Define a new process with law \(\mathbb{Q}^x\) \[ \frac{d\mathbb{Q}^x}{d\Pp^x}(\bar{f}) \propto |\det(\nabla^2 \bar{f}(x))|. \]
Conditioning on local maxima above the level \(u\) has law \(\bar{\mathbb{Q}}^{x,u,+}\) \[ \frac{d\bar{\mathbb{Q}}^{x,u,+}}{d\Pp^x}(\bar{f}) \propto \det(-\nabla^2 \bar{f}(x)) \cdot 1_{\{f(x) \geq u, \nabla^2 f(x) < 0 \}} \]
\(P\)-values for signal detection in fMRI and other imaging modalities are considered by several: Chumbley et al. (2009), Schwartzman and Cheng (2017).

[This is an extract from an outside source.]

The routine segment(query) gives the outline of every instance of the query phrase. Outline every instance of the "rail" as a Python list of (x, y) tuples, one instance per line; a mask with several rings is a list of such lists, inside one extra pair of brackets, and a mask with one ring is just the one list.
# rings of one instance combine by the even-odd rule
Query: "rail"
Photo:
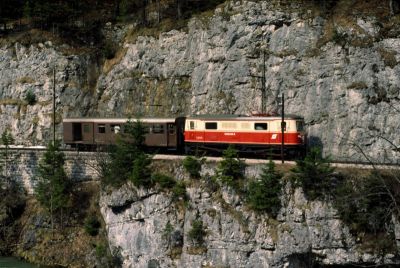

If you squint enough, the law \(\mathbb{Q}^x\) is very similar \(\bar{\Pp}^x\) for our metric projection.
Intrinsic volumes determined by metric projection problem.
Metric projection invertible (globally for convex \(K\) – locally for nice enough \(M\)).
Change of measure for metric projection is essentially Kac-Rice.
Kac-Rice is basic tool for computing expected values for critical values of a smooth function.
Slepian models can be used to condition a process to have critical points at fixed locations.
The explicit inverse of metric projection makes Slepian conditioning very clear.